While the humanitarian crisis in DPRK is complex, little up-to-date information is available for analysis. In 2017, approximately 18 million people (70% of the population) were dependent on the rations provided by the state’s central distribution system as their main source of food, which was assessed to be lacking in quantity, and insufficiently diverse for a healthy development.? According to the last National Nutrition Survey, conducted in 2012, prevalence of chronic malnutrition (stunting) among under-five children was 27.9%, which is considered a “medium” public health concern by the World Health Organization. Around 23.3% of women of reproductive age were also malnourished, and in 2014 around 31.2% of pregnant women were found to be anaemic.?
DPRK is disaster-prone, regularly subject to intense rain, floods, and droughts.

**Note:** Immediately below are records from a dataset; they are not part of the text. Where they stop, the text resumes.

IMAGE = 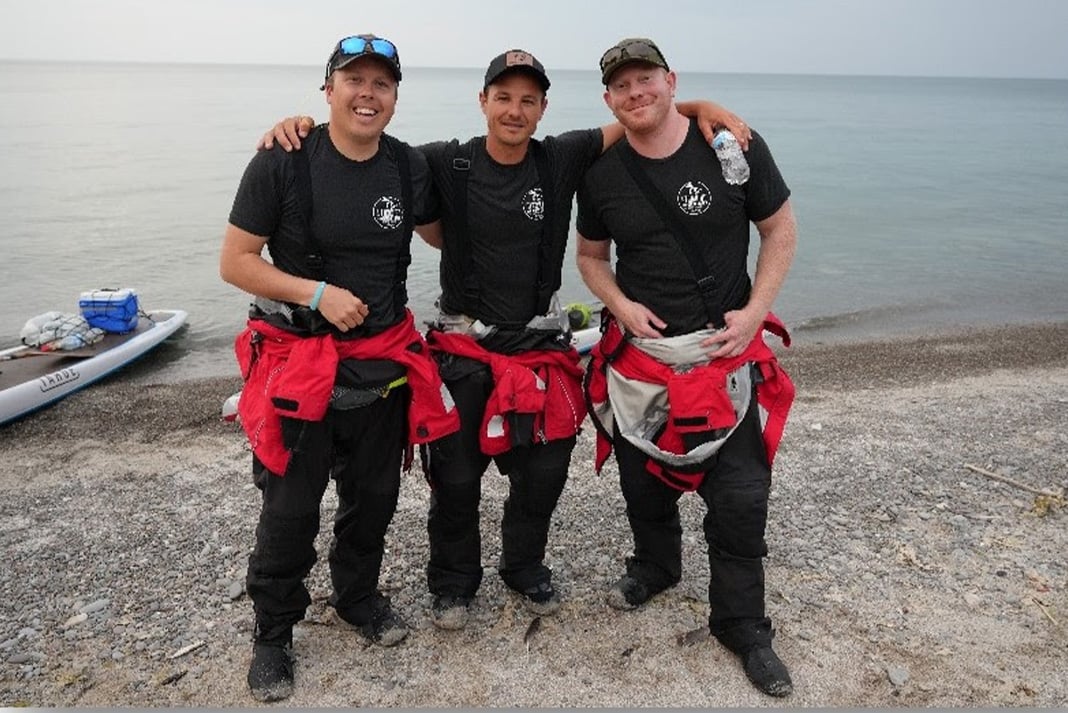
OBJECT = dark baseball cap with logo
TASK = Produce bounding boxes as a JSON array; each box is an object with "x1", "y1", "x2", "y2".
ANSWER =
[
  {"x1": 600, "y1": 37, "x2": 671, "y2": 86},
  {"x1": 482, "y1": 49, "x2": 549, "y2": 92},
  {"x1": 319, "y1": 34, "x2": 401, "y2": 90}
]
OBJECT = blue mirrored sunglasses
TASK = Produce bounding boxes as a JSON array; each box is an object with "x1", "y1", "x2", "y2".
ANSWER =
[{"x1": 337, "y1": 35, "x2": 397, "y2": 60}]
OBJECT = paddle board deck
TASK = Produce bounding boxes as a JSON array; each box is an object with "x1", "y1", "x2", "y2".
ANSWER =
[{"x1": 0, "y1": 310, "x2": 189, "y2": 425}]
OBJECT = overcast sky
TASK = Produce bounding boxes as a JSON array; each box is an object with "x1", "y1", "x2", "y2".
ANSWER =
[{"x1": 0, "y1": 0, "x2": 1068, "y2": 79}]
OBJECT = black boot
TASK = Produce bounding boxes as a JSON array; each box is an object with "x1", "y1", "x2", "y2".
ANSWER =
[
  {"x1": 741, "y1": 645, "x2": 794, "y2": 698},
  {"x1": 248, "y1": 633, "x2": 293, "y2": 702}
]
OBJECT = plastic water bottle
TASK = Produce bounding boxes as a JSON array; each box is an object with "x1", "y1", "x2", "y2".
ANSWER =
[{"x1": 712, "y1": 129, "x2": 749, "y2": 186}]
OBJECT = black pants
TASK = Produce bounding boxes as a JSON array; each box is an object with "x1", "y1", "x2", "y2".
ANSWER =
[
  {"x1": 423, "y1": 369, "x2": 576, "y2": 598},
  {"x1": 614, "y1": 394, "x2": 771, "y2": 652},
  {"x1": 246, "y1": 387, "x2": 410, "y2": 640}
]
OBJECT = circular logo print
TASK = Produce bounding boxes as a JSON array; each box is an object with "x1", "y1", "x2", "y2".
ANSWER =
[
  {"x1": 523, "y1": 188, "x2": 545, "y2": 220},
  {"x1": 677, "y1": 180, "x2": 712, "y2": 216},
  {"x1": 371, "y1": 195, "x2": 404, "y2": 231}
]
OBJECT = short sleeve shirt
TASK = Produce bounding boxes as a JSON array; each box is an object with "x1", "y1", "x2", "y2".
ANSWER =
[
  {"x1": 577, "y1": 121, "x2": 790, "y2": 336},
  {"x1": 230, "y1": 127, "x2": 439, "y2": 334},
  {"x1": 419, "y1": 129, "x2": 603, "y2": 326}
]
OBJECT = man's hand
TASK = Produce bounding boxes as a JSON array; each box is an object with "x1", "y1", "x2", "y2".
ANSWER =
[
  {"x1": 682, "y1": 101, "x2": 753, "y2": 150},
  {"x1": 701, "y1": 307, "x2": 766, "y2": 359},
  {"x1": 256, "y1": 115, "x2": 315, "y2": 152},
  {"x1": 318, "y1": 285, "x2": 367, "y2": 332}
]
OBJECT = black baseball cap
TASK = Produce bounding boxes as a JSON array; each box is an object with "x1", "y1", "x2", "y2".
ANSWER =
[
  {"x1": 600, "y1": 37, "x2": 671, "y2": 86},
  {"x1": 319, "y1": 34, "x2": 401, "y2": 90},
  {"x1": 483, "y1": 49, "x2": 549, "y2": 92}
]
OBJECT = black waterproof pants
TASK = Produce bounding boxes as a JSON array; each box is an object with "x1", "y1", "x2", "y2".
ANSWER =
[
  {"x1": 423, "y1": 369, "x2": 576, "y2": 598},
  {"x1": 246, "y1": 387, "x2": 410, "y2": 640},
  {"x1": 614, "y1": 393, "x2": 771, "y2": 652}
]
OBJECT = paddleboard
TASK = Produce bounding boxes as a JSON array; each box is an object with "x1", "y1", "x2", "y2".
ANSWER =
[
  {"x1": 222, "y1": 308, "x2": 600, "y2": 421},
  {"x1": 0, "y1": 310, "x2": 189, "y2": 425}
]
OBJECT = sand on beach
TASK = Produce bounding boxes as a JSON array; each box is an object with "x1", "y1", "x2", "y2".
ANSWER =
[{"x1": 0, "y1": 323, "x2": 1068, "y2": 708}]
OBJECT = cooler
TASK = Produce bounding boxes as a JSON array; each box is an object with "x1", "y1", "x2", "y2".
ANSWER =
[{"x1": 78, "y1": 287, "x2": 139, "y2": 334}]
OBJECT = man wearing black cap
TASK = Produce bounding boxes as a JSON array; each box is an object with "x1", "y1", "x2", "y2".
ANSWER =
[
  {"x1": 254, "y1": 49, "x2": 744, "y2": 629},
  {"x1": 578, "y1": 37, "x2": 796, "y2": 696},
  {"x1": 220, "y1": 35, "x2": 459, "y2": 701}
]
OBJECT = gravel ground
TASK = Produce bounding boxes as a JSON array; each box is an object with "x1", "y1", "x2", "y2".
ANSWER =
[{"x1": 0, "y1": 324, "x2": 1068, "y2": 708}]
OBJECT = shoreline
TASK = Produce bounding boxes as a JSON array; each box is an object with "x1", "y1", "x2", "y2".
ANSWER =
[{"x1": 0, "y1": 323, "x2": 1068, "y2": 708}]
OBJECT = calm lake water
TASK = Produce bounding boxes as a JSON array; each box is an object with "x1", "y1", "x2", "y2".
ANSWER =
[{"x1": 0, "y1": 62, "x2": 1068, "y2": 380}]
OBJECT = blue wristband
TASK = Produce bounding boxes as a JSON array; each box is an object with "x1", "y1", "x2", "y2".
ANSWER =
[{"x1": 308, "y1": 282, "x2": 327, "y2": 310}]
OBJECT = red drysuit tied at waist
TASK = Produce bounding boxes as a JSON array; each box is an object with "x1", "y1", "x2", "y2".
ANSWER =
[
  {"x1": 426, "y1": 331, "x2": 586, "y2": 456},
  {"x1": 586, "y1": 313, "x2": 795, "y2": 491},
  {"x1": 234, "y1": 311, "x2": 459, "y2": 475}
]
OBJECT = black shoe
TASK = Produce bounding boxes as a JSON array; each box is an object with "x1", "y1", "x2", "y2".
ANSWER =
[
  {"x1": 608, "y1": 574, "x2": 656, "y2": 612},
  {"x1": 359, "y1": 595, "x2": 408, "y2": 646},
  {"x1": 519, "y1": 582, "x2": 560, "y2": 617},
  {"x1": 741, "y1": 646, "x2": 794, "y2": 698},
  {"x1": 248, "y1": 641, "x2": 293, "y2": 703},
  {"x1": 430, "y1": 595, "x2": 471, "y2": 631}
]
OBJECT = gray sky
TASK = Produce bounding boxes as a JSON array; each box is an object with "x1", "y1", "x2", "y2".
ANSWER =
[{"x1": 0, "y1": 0, "x2": 1068, "y2": 79}]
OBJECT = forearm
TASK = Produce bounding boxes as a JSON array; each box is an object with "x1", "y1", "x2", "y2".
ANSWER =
[
  {"x1": 578, "y1": 254, "x2": 627, "y2": 312},
  {"x1": 745, "y1": 204, "x2": 797, "y2": 315},
  {"x1": 220, "y1": 254, "x2": 319, "y2": 305}
]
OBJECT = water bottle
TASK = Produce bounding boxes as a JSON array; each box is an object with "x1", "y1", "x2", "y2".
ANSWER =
[{"x1": 712, "y1": 129, "x2": 749, "y2": 186}]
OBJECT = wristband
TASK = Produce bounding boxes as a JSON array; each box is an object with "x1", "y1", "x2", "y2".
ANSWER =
[{"x1": 308, "y1": 282, "x2": 327, "y2": 310}]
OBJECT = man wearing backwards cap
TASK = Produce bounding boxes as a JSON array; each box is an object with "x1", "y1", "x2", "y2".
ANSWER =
[
  {"x1": 256, "y1": 49, "x2": 744, "y2": 629},
  {"x1": 578, "y1": 38, "x2": 797, "y2": 696},
  {"x1": 219, "y1": 35, "x2": 459, "y2": 701}
]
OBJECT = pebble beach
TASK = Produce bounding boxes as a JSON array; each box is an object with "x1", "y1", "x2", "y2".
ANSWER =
[{"x1": 0, "y1": 323, "x2": 1068, "y2": 708}]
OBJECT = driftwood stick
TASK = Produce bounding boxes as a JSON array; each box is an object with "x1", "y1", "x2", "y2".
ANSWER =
[
  {"x1": 964, "y1": 463, "x2": 1063, "y2": 497},
  {"x1": 1031, "y1": 597, "x2": 1061, "y2": 627}
]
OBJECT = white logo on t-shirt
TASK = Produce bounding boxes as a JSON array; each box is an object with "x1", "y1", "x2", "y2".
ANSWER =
[
  {"x1": 677, "y1": 180, "x2": 712, "y2": 216},
  {"x1": 523, "y1": 188, "x2": 545, "y2": 220},
  {"x1": 371, "y1": 195, "x2": 404, "y2": 231}
]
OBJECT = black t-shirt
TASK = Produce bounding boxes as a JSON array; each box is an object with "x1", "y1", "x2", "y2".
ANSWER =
[
  {"x1": 419, "y1": 129, "x2": 603, "y2": 326},
  {"x1": 230, "y1": 126, "x2": 439, "y2": 337},
  {"x1": 577, "y1": 120, "x2": 790, "y2": 336}
]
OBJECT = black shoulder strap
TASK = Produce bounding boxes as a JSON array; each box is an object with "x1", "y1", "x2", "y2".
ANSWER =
[
  {"x1": 450, "y1": 139, "x2": 480, "y2": 310},
  {"x1": 289, "y1": 135, "x2": 323, "y2": 280},
  {"x1": 530, "y1": 139, "x2": 567, "y2": 315},
  {"x1": 618, "y1": 144, "x2": 726, "y2": 328}
]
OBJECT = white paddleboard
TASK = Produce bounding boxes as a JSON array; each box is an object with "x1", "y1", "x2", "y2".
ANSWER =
[{"x1": 0, "y1": 310, "x2": 189, "y2": 425}]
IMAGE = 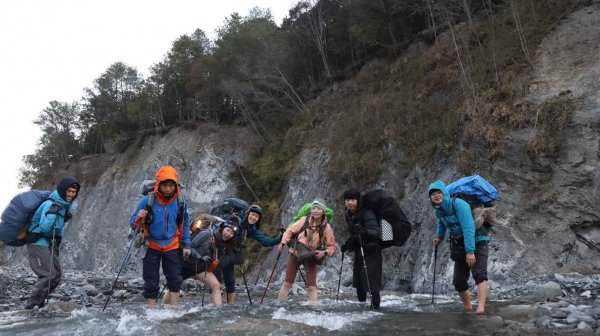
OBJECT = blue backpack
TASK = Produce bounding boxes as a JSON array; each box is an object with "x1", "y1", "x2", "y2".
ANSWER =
[
  {"x1": 446, "y1": 175, "x2": 499, "y2": 208},
  {"x1": 0, "y1": 190, "x2": 58, "y2": 246}
]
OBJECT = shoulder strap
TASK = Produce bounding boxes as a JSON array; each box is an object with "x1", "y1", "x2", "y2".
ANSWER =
[
  {"x1": 175, "y1": 194, "x2": 185, "y2": 225},
  {"x1": 295, "y1": 216, "x2": 310, "y2": 236},
  {"x1": 146, "y1": 191, "x2": 154, "y2": 212}
]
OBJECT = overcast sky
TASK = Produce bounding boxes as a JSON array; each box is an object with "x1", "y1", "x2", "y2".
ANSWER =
[{"x1": 0, "y1": 0, "x2": 298, "y2": 210}]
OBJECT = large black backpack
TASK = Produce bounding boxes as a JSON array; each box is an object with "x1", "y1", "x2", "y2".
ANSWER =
[
  {"x1": 361, "y1": 189, "x2": 411, "y2": 248},
  {"x1": 210, "y1": 197, "x2": 250, "y2": 225}
]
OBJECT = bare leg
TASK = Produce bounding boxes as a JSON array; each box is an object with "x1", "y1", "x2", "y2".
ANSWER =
[
  {"x1": 196, "y1": 273, "x2": 223, "y2": 306},
  {"x1": 227, "y1": 293, "x2": 235, "y2": 304},
  {"x1": 458, "y1": 289, "x2": 473, "y2": 312},
  {"x1": 308, "y1": 286, "x2": 319, "y2": 302},
  {"x1": 161, "y1": 289, "x2": 171, "y2": 304},
  {"x1": 477, "y1": 281, "x2": 487, "y2": 314},
  {"x1": 277, "y1": 282, "x2": 292, "y2": 301}
]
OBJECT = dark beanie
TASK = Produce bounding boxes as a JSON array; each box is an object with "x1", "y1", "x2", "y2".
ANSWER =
[
  {"x1": 342, "y1": 188, "x2": 360, "y2": 200},
  {"x1": 56, "y1": 176, "x2": 81, "y2": 202}
]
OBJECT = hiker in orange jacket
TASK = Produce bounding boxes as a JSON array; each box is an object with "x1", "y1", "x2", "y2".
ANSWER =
[{"x1": 130, "y1": 166, "x2": 191, "y2": 308}]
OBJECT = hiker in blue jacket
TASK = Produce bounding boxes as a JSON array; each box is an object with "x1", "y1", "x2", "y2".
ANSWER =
[
  {"x1": 25, "y1": 176, "x2": 80, "y2": 309},
  {"x1": 215, "y1": 204, "x2": 281, "y2": 303},
  {"x1": 429, "y1": 181, "x2": 490, "y2": 314}
]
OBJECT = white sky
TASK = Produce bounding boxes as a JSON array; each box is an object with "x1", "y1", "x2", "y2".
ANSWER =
[{"x1": 0, "y1": 0, "x2": 298, "y2": 211}]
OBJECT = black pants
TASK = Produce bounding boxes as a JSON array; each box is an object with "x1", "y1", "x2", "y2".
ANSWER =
[
  {"x1": 142, "y1": 248, "x2": 183, "y2": 299},
  {"x1": 450, "y1": 241, "x2": 489, "y2": 292}
]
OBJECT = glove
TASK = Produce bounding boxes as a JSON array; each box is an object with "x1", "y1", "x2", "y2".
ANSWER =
[
  {"x1": 352, "y1": 224, "x2": 363, "y2": 236},
  {"x1": 54, "y1": 236, "x2": 62, "y2": 248},
  {"x1": 340, "y1": 238, "x2": 354, "y2": 252}
]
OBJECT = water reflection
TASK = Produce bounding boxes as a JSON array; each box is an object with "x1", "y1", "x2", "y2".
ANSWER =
[{"x1": 0, "y1": 294, "x2": 508, "y2": 336}]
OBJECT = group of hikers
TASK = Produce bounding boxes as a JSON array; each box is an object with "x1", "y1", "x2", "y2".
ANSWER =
[{"x1": 18, "y1": 166, "x2": 489, "y2": 313}]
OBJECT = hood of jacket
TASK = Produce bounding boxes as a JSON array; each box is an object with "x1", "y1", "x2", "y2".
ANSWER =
[
  {"x1": 154, "y1": 166, "x2": 180, "y2": 204},
  {"x1": 427, "y1": 180, "x2": 454, "y2": 214}
]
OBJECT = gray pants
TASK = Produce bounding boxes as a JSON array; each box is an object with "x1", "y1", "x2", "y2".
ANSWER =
[{"x1": 27, "y1": 245, "x2": 62, "y2": 307}]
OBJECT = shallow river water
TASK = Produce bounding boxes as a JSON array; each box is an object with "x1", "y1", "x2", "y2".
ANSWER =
[{"x1": 0, "y1": 293, "x2": 520, "y2": 336}]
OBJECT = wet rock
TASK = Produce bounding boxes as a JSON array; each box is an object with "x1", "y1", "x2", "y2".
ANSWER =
[
  {"x1": 533, "y1": 281, "x2": 563, "y2": 301},
  {"x1": 40, "y1": 301, "x2": 81, "y2": 313},
  {"x1": 577, "y1": 321, "x2": 594, "y2": 335},
  {"x1": 487, "y1": 315, "x2": 504, "y2": 327},
  {"x1": 75, "y1": 284, "x2": 98, "y2": 296},
  {"x1": 535, "y1": 315, "x2": 552, "y2": 328},
  {"x1": 500, "y1": 305, "x2": 533, "y2": 318}
]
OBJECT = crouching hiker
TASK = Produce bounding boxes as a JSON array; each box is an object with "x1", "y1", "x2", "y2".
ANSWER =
[
  {"x1": 212, "y1": 220, "x2": 238, "y2": 303},
  {"x1": 277, "y1": 199, "x2": 336, "y2": 302},
  {"x1": 341, "y1": 189, "x2": 383, "y2": 309},
  {"x1": 130, "y1": 166, "x2": 191, "y2": 308},
  {"x1": 429, "y1": 181, "x2": 490, "y2": 314},
  {"x1": 163, "y1": 214, "x2": 223, "y2": 306},
  {"x1": 25, "y1": 177, "x2": 80, "y2": 309}
]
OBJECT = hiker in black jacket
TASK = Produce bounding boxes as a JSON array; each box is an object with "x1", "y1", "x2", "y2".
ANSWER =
[{"x1": 341, "y1": 189, "x2": 382, "y2": 309}]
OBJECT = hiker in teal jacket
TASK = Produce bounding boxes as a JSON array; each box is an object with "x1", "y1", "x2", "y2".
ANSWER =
[
  {"x1": 25, "y1": 177, "x2": 80, "y2": 309},
  {"x1": 429, "y1": 181, "x2": 490, "y2": 314}
]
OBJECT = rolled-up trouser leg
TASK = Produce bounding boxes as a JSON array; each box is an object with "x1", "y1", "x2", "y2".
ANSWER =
[
  {"x1": 452, "y1": 254, "x2": 471, "y2": 292},
  {"x1": 142, "y1": 248, "x2": 161, "y2": 299},
  {"x1": 27, "y1": 245, "x2": 62, "y2": 307},
  {"x1": 471, "y1": 241, "x2": 489, "y2": 285}
]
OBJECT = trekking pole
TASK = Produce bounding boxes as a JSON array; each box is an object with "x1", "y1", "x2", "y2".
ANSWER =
[
  {"x1": 358, "y1": 235, "x2": 373, "y2": 308},
  {"x1": 260, "y1": 252, "x2": 281, "y2": 304},
  {"x1": 252, "y1": 249, "x2": 270, "y2": 284},
  {"x1": 335, "y1": 252, "x2": 345, "y2": 302},
  {"x1": 431, "y1": 245, "x2": 437, "y2": 304},
  {"x1": 154, "y1": 284, "x2": 167, "y2": 303},
  {"x1": 46, "y1": 228, "x2": 58, "y2": 304},
  {"x1": 298, "y1": 265, "x2": 306, "y2": 286},
  {"x1": 102, "y1": 225, "x2": 141, "y2": 311},
  {"x1": 240, "y1": 265, "x2": 252, "y2": 305},
  {"x1": 202, "y1": 260, "x2": 208, "y2": 307}
]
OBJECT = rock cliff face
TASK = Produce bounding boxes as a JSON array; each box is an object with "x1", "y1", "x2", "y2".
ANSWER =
[{"x1": 0, "y1": 2, "x2": 600, "y2": 292}]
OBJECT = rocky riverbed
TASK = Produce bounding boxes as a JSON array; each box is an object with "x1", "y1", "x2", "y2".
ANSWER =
[{"x1": 0, "y1": 266, "x2": 600, "y2": 335}]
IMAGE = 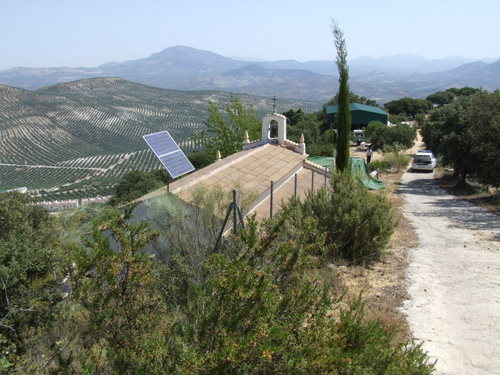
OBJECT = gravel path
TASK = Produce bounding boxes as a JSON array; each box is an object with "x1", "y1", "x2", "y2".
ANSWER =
[{"x1": 400, "y1": 172, "x2": 500, "y2": 375}]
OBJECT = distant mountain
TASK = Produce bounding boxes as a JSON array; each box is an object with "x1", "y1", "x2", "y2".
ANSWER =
[
  {"x1": 0, "y1": 78, "x2": 321, "y2": 199},
  {"x1": 0, "y1": 46, "x2": 500, "y2": 103}
]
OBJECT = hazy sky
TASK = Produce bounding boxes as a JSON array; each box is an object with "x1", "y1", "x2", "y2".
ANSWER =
[{"x1": 0, "y1": 0, "x2": 500, "y2": 70}]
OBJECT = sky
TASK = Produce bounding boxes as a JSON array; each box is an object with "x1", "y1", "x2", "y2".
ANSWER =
[{"x1": 0, "y1": 0, "x2": 500, "y2": 70}]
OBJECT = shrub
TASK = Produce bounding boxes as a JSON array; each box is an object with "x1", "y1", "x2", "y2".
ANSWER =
[
  {"x1": 109, "y1": 170, "x2": 170, "y2": 206},
  {"x1": 307, "y1": 143, "x2": 333, "y2": 156},
  {"x1": 303, "y1": 173, "x2": 396, "y2": 264}
]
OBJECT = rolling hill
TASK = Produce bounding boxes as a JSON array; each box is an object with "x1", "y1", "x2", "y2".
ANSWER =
[
  {"x1": 0, "y1": 46, "x2": 500, "y2": 103},
  {"x1": 0, "y1": 78, "x2": 320, "y2": 199}
]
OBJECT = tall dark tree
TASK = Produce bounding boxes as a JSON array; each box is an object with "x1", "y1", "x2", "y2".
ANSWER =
[{"x1": 332, "y1": 20, "x2": 352, "y2": 171}]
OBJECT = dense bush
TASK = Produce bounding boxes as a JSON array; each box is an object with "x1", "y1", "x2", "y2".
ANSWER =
[
  {"x1": 109, "y1": 169, "x2": 171, "y2": 206},
  {"x1": 422, "y1": 90, "x2": 500, "y2": 186},
  {"x1": 365, "y1": 121, "x2": 417, "y2": 150},
  {"x1": 384, "y1": 97, "x2": 433, "y2": 117},
  {"x1": 302, "y1": 173, "x2": 395, "y2": 264},
  {"x1": 2, "y1": 189, "x2": 432, "y2": 375},
  {"x1": 0, "y1": 193, "x2": 63, "y2": 373}
]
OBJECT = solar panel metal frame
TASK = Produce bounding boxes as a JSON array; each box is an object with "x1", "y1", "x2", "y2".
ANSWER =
[{"x1": 142, "y1": 130, "x2": 195, "y2": 178}]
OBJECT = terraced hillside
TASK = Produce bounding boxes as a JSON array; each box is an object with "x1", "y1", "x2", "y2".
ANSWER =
[{"x1": 0, "y1": 78, "x2": 319, "y2": 200}]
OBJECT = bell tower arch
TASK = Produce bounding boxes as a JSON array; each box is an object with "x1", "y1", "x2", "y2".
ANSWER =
[{"x1": 262, "y1": 113, "x2": 286, "y2": 144}]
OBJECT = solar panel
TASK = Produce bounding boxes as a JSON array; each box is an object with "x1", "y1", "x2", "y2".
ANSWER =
[{"x1": 142, "y1": 130, "x2": 194, "y2": 178}]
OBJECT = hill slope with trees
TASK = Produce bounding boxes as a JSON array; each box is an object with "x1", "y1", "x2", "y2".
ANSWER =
[{"x1": 0, "y1": 78, "x2": 320, "y2": 199}]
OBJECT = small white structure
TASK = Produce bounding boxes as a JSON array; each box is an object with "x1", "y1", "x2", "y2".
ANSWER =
[
  {"x1": 261, "y1": 113, "x2": 286, "y2": 145},
  {"x1": 243, "y1": 113, "x2": 306, "y2": 155}
]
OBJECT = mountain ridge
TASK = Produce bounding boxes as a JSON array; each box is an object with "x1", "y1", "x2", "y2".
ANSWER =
[{"x1": 0, "y1": 46, "x2": 500, "y2": 103}]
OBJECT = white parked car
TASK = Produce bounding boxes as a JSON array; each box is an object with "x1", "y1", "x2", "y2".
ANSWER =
[{"x1": 411, "y1": 150, "x2": 437, "y2": 172}]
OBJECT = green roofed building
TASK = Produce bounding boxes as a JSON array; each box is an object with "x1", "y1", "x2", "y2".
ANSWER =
[{"x1": 326, "y1": 103, "x2": 387, "y2": 130}]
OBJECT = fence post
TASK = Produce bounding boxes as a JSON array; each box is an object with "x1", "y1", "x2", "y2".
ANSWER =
[
  {"x1": 293, "y1": 173, "x2": 298, "y2": 198},
  {"x1": 233, "y1": 189, "x2": 238, "y2": 233},
  {"x1": 269, "y1": 181, "x2": 274, "y2": 219}
]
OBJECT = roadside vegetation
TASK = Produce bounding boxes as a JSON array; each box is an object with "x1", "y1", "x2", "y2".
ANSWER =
[{"x1": 0, "y1": 175, "x2": 431, "y2": 374}]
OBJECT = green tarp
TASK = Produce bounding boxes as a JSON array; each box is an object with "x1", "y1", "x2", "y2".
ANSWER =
[{"x1": 307, "y1": 156, "x2": 387, "y2": 190}]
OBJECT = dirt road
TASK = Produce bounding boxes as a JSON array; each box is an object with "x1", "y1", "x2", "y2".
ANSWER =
[{"x1": 400, "y1": 172, "x2": 500, "y2": 375}]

In August 2016, flooding in North Hamgyong province was described as the largest natural disaster in northern DPRK in almost a century, and was declared a national emergency of highest priority. Around 138 deaths were reported, over 30,000 houses were damaged, submerged, or destroyed, and nearly 70,000 people were displaced.?
Humanitarian access and operations are negatively impacted by the tense international political environment, and by international and bilateral sanctions imposed on the DPRK, particularly because of the government’s nuclear programme.?
INFORM measures DPRK's risk index in 2018 as 5.1/10. The country has a poor coping capacity, with an estimated lack of coping capacity index of 6.7/10.?
No recent significant humanitarian developments. This country is being monitored by our analysis team. Last checked 11/06.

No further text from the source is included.